The demand environment is seen to have become stronger, even as the likelihood of a recession in the US in 2023 remains high
The analysts expect TCS to report fiscal Q4 revenue growth of 1.1 percent versus the previous quarter, and 11.2 percent increase over the same period a year earlier, in constant currency terms, which eliminates the impact of currency exchange rate fluctuations.
Image: Dhiraj Singh / Bloomberg via Getty Images
The mixed bag that is the IT services sector’s outlook continues to evolve rapidly. Even as a new, more positive estimate for the sector’s outlook emerged last week, more locally, hundreds of college graduates from 2022, who previously held job offers from LTIMindtree, found those offers in jeopardy.

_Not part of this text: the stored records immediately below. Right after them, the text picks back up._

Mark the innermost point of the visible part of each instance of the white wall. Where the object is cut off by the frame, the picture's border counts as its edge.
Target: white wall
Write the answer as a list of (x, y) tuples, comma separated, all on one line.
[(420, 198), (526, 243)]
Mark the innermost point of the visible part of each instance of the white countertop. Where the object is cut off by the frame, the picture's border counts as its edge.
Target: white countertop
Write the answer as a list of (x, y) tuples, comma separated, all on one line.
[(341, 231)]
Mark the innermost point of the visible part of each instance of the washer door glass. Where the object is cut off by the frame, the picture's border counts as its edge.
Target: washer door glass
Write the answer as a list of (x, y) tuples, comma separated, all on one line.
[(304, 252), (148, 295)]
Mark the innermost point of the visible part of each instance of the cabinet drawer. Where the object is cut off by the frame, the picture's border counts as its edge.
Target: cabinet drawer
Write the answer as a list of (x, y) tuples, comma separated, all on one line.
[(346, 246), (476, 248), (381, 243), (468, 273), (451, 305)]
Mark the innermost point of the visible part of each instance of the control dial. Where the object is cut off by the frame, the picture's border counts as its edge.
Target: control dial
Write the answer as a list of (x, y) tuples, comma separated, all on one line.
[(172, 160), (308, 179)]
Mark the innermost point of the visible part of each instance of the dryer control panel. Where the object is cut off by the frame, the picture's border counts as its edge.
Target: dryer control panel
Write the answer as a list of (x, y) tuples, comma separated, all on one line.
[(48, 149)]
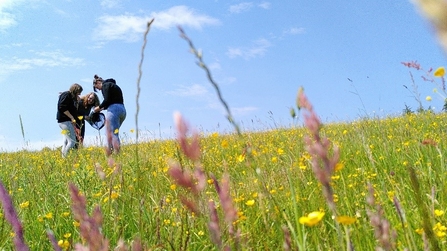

LTIMindtree, India’s sixth biggest IT services company by revenue, has asked 700-800 graduates to submit to a new training and assessment programme to be eligible for “onboarding” as the process is known in the industry.
This estimate is from Nascent Information Technology Employees Senate (NITES), a Pune-based non-profit that seeks to organise the IT industry’s employees. An email to LTIMindtree had not elicited a response at the time this copy was published.
LTIMindtree’s move was “unethical,” Harpreet Singh Saluja, president of NITES, says in a statement.
The Larsen and Toubro group company isn’t alone. Ongoing macroeconomic uncertainties, including the high likelihood of a recession in the US this year—99 percent chance according to the latest estimate from The Conference Board, a non-profit business think tank—have made India’s biggest IT services companies circumspect.